To evaluate the expression of these cytokines in hypopharyngeal squamous cell carcinoma and to ascertain the effects of these proteins on lymphatic metastasis and vascular angiogenesis.
Retrospective analysis of microvessel density and the expression of VEGF-A and VEGF-C.
An academic referral center.
Thirty-four patients with stage T2 to T4 squamous cell carcinoma of the piriform fossa.
Expression of VEGF-A and VEGF-C was determined by immunohistochemistry on formalin-fixed, paraffin-embedded biopsy specimens. Angiogenesis was measured as microvessel density by staining endothelial cells for platelet-endothelial cell adhesion molecule 1/CD31.
Of the 34 tumors, 21 had clinicoradiologic evidence of lymphatic metastasis. Expression of VEGF-C was associated with lymphatic metastasis (P<.001), but not with microvessel density. The VEGF-A expression correlated with microvessel density (P<.001), but neither VEGF-A expression nor microvessel density was associated with lymphatic metastasis.
The expression of VEGF-C is associated with lymphatic metastasis in squamous cell carcinoma of the piriform fossa. This is not secondary to effects on vascular angiogenesis and is hypothesized to be due to effects on lymphatic endothelial cells.

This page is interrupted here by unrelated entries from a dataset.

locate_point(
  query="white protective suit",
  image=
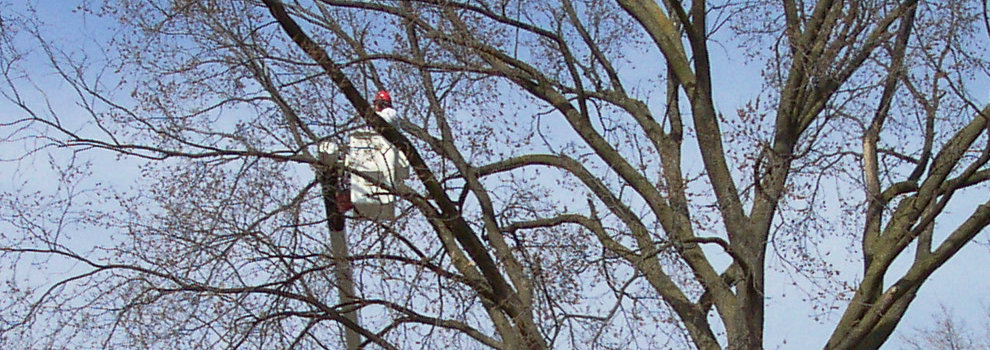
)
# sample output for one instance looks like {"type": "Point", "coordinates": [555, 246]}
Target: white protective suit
{"type": "Point", "coordinates": [371, 156]}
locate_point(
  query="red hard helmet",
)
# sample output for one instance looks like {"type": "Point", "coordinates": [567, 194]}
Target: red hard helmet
{"type": "Point", "coordinates": [383, 96]}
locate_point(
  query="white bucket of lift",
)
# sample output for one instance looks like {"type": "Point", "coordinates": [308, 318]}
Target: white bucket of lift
{"type": "Point", "coordinates": [372, 158]}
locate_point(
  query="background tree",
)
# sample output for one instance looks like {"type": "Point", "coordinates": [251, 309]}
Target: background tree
{"type": "Point", "coordinates": [557, 198]}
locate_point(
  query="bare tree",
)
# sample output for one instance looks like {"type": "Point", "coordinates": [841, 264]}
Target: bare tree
{"type": "Point", "coordinates": [947, 332]}
{"type": "Point", "coordinates": [557, 198]}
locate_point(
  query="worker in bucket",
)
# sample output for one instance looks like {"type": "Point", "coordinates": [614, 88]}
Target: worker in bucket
{"type": "Point", "coordinates": [383, 106]}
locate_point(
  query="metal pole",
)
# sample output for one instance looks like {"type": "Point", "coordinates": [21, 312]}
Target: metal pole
{"type": "Point", "coordinates": [343, 274]}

ANGIOGENESIS IS the development of new blood vessels. Interest in tumor angiogenesis was initiated largely by the work of Folkman and colleagues, and it is now widely accepted that angiogenesis is essential for tumorigenesis and for many characteristics of a malignant tumor phenotype. It has been shown that inhibiting angiogenesis in vivo halts tumor growth and invasion.1 In addition, there are established correlations between angiogenesis, usually measured as microvessel density (MVD), and disease aggressiveness, as measured by variables such as tumor stage, grade, metastasis, survival, and disease recurrence in many solid tumors.2
Folkman et al3 proposed that tumors secrete cytokines that act on endothelial cells and hence are responsible for angiogenesis. There is a great deal of evidence to suggest that vascular endothelial growth factor A (VEGF-A) is a critical proangiogenic cytokine. It enhances multiple steps of the angiogenic process via 2 receptors, VEGFR1 and VEGFR2, that are specifically expressed on endothelial cells and have no other reported role except angiogenesis. Like many proangiogenic and antiangiogenic factors, VEGF-A and VEGF-C work in a paracrine fashion.4 The crucial role of VEGF-A in angiogenesis is supported by studies on embryonic vasculogenesis5 and endometrial angiogenesis.6 In neoplasia, most tumors express both VEGF-A and its receptors,7 and capillaries are observed clustered around the VEGF-producing tumor cells.8 Expression of VEGF-A is associated with poor prognosis in many solid tumors in humans,9 and inhibition of tumor growth can be achieved by targeting either VEGF-A or VEGFR2.10,11 In both normal and malignant cells, the principal stimulus for VEGF-A expression is hypoxia,8 but tumor cells additionally constitutively overexpress VEGF-A.4
Vascular endothelial growth factor C is a closely related protein to VEGF-A, also belonging to the VEGF family, that binds to VEGFR2 and VEGFR3. It is expressed at a low level in many tissues, but is overexpressed in many tumors.12 There is some evidence supporting an effect of VEGF-C via VEGFR3 on lymphatic endothelial cells in tumors.13-16 The effects may be a result of lymphangiogenesis, lymphatic dilation, or an increase in permeability. Alternatively, VEGF-C may also have vascular angiogenic effects, most probably via VEGFR2.17
Vascular endothelial growth factor A is overexpressed in head and neck squamous cell carcinoma (HNSCC).18 The association between VEGF-A expression and angiogenesis, assessed by MVD and/or clinicopathologic measures, has been investigated previously by several groups. Most work suggests that VEGF-A is the prime mediator of angiogenesis by the finding of positive associations between VEGF-A expression and MVD. However, no consistent pattern associating VEGF-A expression with clinicopathologic variables or with outcome has been shown.18 Previously, our group demonstrated overexpression of VEGF-C by immunohistochemistry in early laryngeal cancer,19 and a recent study found high VEGF-C messenger RNA expression to be independently associated with lymph node metastasis in a heterogeneous group of 54 patients with HNSCC.20
The presence of lymph node metastasis is of critical importance in terms of treatment and prognosis in HNSCC. The aim of this article is to ascertain the relationship of angiogenesis with the expression of VEGF-A and VEGF-C in the process of lymphatic metastasis in HNSCC. While it would be anticipated that the expression of VEGF-A is related to MVD, whether VEGF-C has effects on mainly lymphatic or vascular endothelial cells is not known. Our study used a homogeneous group of tumors limited to a specific subsite of the hypopharynx. To include a group in which a large proportion of tumors will have metastasized, the piriform sinus was chosen.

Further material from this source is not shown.